Jeudi 20 Novembre 2025 - 18h00
Esplanade de Nîmes
co-organisé avec OST-Nîmes (Organisation de Solidarité Trans)
Comme chaque année, le 20 novembre, se tient la Journée du Souvenir Trans en l'honneur des personnes victimes de transphobie. Cette année, l'Organisation de Solidarité Trans (OST) et le Collectif Nîmois Antifasciste et Queer (CNAQ) organisent ensemble un rassemblement afin de commémorer nos adelphes parti•es trop tôt. Nous voulons également porter une attention toute particulière à nos frères et sœurs du Congo, de Palestine et du Soudan, victimes parfois sans noms et sans visages des atrocités commises.
Cette journée permet de se recueillir et de visibiliser la violence systémique que subissent les personnes trans, dont les vies sont constamment menacées. Alors que l'internationale réactionnaire redouble d'efforts pour effacer nos existences, nous devons plus que jamais nous mobiliser : les droits trans sont des droits humains !
Les violences transphobes s'inscrivent dans un continuum ciblant les groupes minorisés (personnes racisées, enfants, handicapé•es, femmes, travailleur•euses du sexe) et normalisent ces oppressions structurelles envers l’ensemble de la société.
Comme l'an dernier, le constat est alarmant. À Nîmes, de nombreux collages transphobes et réactionnaires faits par « le syndicat de la famille » et probablement le parti « Identité-Libertés » de Marion Maréchal Le Pen, ont été affichés aux abords de collèges et de lycées, au su et à la vue de touxtes. Des militant•es de l’extrême droite infiltrent également les groupes de parents d’élèves pour contester, détourner et censurer les programmes d'éducation à la vie affective, relationnelle et sexuelle (EVARS). Malgré leur interdiction, les « thérapies » de conversion continuent d'exister à l'abri des regards – dans les familles, à l'église et dans la société.
Le suicide de Doona en 2020, étudiante trans à Montpellier, l'assassinat de Géraldine en 2024, femme trans, travailleuse du sexe et immigrée, ne sont que la partie émergée de l'iceberg : les conséquences de politiques locales et internationales de plus en plus vicieuses et meurtrières. Qu'il s'agisse de la montée du RN en France, de l'interdiction des Prides en Hongrie, des lois transphobes et génocidaires aux Etats-Unis, des bannissements des personnes trans au Royaume-Uni, ou de l'instrumentalisation des causes LGBT par Israël pour légitimer ses massacres, tout cela doit interpeller, même au-delà de la communauté LGBTQIA+.
Chaque année, des centaines d’actes transphobes sont recensés en France. L’an dernier, 17 personnes trans ont perdu la vie dans ce pays, et plus de 300 à travers le monde. Et encore, nous ne parlons évidemment que des cas connus. Il serait impensable de laisser ces vies s’éteindre dans le silence.
Meurtres, suicides, VIH, hépatite, COVID : les causes sont multiples, mais toutes trouvent leur racine dans des violences systémiques qui s'entrecroisent.
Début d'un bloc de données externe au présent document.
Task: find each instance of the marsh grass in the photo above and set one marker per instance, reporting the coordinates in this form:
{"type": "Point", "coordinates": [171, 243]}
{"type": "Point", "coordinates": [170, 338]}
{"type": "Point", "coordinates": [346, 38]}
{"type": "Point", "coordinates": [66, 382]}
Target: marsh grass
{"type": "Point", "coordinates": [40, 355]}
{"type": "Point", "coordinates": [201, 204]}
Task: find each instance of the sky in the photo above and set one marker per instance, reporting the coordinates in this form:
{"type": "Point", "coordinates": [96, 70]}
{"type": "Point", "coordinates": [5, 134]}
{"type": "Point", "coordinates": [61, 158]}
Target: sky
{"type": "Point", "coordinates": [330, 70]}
La transphobie, le racisme, le validisme et la putophobie rendent difficile, voire impossible, l'accès aux soins, notamment en matière de santé sexuelle et de santé mentale. Certaines infections sexuellement transmissibles, comme les hépatites et le VIH, touchent de manière disproportionnée les personnes précaires, et particulièrement les personnes trans, qui comptent également parmi les populations les plus touchées par les addictions aux produits psychoactifs (légaux ou illégaux).
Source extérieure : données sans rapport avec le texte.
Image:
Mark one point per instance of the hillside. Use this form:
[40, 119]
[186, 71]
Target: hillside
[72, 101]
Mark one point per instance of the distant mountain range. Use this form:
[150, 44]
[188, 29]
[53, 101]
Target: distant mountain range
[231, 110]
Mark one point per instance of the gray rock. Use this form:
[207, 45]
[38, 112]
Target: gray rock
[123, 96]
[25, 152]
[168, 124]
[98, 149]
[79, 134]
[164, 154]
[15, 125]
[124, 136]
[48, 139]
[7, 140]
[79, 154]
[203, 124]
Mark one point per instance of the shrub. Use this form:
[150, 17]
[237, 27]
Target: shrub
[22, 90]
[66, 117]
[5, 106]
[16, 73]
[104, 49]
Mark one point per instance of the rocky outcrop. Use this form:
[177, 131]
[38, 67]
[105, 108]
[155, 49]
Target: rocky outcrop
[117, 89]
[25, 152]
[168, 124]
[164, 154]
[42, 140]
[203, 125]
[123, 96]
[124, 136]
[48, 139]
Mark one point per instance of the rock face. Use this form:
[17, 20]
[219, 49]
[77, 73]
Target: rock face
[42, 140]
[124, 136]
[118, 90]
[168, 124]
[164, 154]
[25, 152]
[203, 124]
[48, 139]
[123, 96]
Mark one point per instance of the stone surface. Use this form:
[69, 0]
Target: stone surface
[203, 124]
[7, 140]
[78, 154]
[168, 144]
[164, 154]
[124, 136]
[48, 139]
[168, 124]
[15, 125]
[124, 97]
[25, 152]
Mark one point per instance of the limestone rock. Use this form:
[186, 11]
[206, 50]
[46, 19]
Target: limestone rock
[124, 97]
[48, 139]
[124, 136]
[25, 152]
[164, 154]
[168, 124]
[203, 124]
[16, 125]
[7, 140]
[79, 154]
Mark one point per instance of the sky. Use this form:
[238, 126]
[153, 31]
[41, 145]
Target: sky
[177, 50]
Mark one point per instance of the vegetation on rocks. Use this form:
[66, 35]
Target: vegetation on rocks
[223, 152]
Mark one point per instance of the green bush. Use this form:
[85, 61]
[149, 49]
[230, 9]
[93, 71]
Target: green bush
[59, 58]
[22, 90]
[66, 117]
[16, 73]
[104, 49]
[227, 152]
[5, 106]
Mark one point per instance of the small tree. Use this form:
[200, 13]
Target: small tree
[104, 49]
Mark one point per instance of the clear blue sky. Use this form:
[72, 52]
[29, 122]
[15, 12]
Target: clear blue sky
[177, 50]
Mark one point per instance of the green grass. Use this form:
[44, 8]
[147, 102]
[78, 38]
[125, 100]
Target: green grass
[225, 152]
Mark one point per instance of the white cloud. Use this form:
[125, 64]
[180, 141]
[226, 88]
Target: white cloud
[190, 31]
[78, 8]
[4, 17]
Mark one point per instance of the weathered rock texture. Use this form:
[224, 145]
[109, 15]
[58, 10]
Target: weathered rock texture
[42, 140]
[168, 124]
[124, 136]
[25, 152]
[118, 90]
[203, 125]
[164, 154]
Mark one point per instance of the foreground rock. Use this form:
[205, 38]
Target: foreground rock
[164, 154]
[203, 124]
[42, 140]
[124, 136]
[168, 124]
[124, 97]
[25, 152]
Et comme à chaque fois, nos revendications sont immuables :
Nous voulons un véritable accès aux soins pour nos adelphes les plus marginalisé•es, qu'il s'agisse de soins liés à la santé mentale ou à la santé sexuelle ;
Nous dénonçons la transphobie que font subir de nombreux•euses professionnel•les de santé à leur patient•es ;
Nous disons non au flicage des personnes trans !
Oui à la GPA pour touxtes !
Oui à l’accès aux moyens de contraception !
Nous réclamons l’arrêt immédiat des mutilations sur les enfants intersexes !
Nous réclamons la fin véritable des « thérapies » de conversion !
Nous demandons le changement d’état civil libre et gratuit !
Nous voulons déjudiciariser et dépsychiatriser les transitions !
Enfin, donnons à des associations comme le Planning Familial les moyens suffisants pour que leur programme soit appliqué dans l'Éducation à la Vie Affective Relationnelle et Sexuelle dans les programmes scolaires, et traquons l'extrême droite partout où elle chercherait à s'enraciner.
Pour toutes ces raisons, et bien d’autres, nous vous invitons à nous rejoindre Jeudi 20 Novembre à 18h pour rendre hommage aux victimes de la transphobie disparues cette année.